As part of a well-balanced diet, it is important to increase your calories, fat and protein to aid your bodies healing process. Here are some calorific foods following surgery:
- Full fat milk and cheese
- Double cream (add this to soups, mashed potato, and puddings)
- Snacks on biscuits and cakes
- Foods high in protein each day such as fish, tender meat and eggs
- Drink regularly to keep well hydrated.
Certain undigested foods can cause blockages if you have an ileostomy, so It’s good to know which these are. Here are some examples but it is good to have a full comprehensive list to keep with you: fruits and raw vegetables with skins on (ie apples/cucumber), seeds and nuts, sweetcorn, popcorn, dried fruit, wholegrains, muesli, fibrous fruits and vegetables such as Chinese vegetables.
Starchy foods can help thicken the output from your stoma, making it more manageable. There are many good diet tips for those with a colostomy who may be prone to constipation, such as increasing fluids and fibre and many others. It is also good to be aware of foods which can make your urine smellier for those with a urostomy such as fish, garlic, onions and asparagus. Plus those foods which can cause excessive wind/gas for you stoma such as green vegetables (cabbage, sprouts, cauliflower), baked beans, onions, mushrooms, cucumber, root vegetables.

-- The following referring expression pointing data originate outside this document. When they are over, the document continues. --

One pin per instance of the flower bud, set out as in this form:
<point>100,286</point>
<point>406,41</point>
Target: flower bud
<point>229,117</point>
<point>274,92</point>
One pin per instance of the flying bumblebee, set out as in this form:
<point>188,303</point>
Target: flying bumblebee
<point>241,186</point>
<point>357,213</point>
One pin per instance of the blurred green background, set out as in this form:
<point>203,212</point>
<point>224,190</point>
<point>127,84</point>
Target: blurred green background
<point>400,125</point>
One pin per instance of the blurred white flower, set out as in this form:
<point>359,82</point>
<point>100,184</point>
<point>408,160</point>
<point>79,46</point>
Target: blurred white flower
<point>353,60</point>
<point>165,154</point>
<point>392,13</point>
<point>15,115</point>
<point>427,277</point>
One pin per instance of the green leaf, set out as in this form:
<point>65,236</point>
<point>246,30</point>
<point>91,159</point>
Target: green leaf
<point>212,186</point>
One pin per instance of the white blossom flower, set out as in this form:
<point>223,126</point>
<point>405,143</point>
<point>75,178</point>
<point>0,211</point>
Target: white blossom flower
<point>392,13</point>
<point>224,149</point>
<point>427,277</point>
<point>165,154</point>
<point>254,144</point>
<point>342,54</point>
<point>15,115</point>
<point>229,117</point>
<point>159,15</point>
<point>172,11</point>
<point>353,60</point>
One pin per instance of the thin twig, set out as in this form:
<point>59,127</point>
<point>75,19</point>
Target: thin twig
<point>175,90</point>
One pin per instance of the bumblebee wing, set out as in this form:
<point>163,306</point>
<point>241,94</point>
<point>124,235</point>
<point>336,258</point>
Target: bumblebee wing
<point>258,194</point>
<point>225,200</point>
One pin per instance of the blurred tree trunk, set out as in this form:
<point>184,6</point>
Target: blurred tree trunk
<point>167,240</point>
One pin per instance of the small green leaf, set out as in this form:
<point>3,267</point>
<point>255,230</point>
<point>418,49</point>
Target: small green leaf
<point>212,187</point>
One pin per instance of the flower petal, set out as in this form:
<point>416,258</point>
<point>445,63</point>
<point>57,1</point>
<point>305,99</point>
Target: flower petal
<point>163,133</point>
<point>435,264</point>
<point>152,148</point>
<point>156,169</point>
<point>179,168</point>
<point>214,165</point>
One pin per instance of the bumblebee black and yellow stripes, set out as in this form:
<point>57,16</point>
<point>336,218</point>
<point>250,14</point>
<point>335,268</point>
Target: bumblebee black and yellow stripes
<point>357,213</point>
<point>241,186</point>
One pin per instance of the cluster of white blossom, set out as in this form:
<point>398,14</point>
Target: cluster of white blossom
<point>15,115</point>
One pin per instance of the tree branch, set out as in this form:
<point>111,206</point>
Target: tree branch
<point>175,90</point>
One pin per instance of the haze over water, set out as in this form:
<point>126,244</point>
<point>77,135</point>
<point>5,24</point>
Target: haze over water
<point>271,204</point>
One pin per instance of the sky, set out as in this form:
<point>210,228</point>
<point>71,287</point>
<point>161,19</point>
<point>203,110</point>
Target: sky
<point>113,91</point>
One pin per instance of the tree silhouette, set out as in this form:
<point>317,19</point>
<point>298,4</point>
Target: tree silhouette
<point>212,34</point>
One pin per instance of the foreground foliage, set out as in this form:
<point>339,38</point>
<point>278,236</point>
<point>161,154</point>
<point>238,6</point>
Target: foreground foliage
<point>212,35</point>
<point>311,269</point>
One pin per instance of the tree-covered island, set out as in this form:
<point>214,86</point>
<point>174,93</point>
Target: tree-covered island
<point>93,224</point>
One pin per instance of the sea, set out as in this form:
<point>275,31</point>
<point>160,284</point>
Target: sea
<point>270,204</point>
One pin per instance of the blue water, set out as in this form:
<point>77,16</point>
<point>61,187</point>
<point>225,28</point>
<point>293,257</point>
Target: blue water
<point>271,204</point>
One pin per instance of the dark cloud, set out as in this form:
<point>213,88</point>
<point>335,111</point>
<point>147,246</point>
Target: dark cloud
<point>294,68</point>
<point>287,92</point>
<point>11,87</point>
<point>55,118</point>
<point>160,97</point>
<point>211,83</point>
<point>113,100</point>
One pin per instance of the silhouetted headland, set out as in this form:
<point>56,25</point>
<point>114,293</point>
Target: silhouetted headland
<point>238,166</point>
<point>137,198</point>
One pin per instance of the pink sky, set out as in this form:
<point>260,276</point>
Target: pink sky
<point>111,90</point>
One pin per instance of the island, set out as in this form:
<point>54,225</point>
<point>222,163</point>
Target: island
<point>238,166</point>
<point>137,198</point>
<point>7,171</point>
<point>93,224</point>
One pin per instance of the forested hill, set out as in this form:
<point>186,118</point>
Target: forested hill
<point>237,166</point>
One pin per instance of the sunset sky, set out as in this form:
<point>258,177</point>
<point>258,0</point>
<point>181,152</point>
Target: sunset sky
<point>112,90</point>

Make sure you take the time to read any literature given to you on discharge from hospital on these topics, which will help prevent any issues in the future.
Tips for eating with a stoma
- Eat and drink regularly.
- Include fruit and vegetables daily.
- Protein rich foods such as meat, fish, beans, lentils, eggs, cheese, milk, or yogurt
- Carbohydrates (starchy foods) such as bread, potato, pasta, rice, and breakfast cereals
- Include milk and dairy foods two to three times per day as they are rich in calcium – choose lower fat varieties as healthy options.
- If you cannot eat dairy, try dairy free alternatives such a soya/almond/coconut/oat milk which are fortified with calcium.
- If you are underweight, fat is an important source of energy, include olive oil in cooking, butter in mashed potatoes, milk pudding made with full cream milk. Oily fish twice per week can ensure you are getting enough Omega 3 essential fatty acids.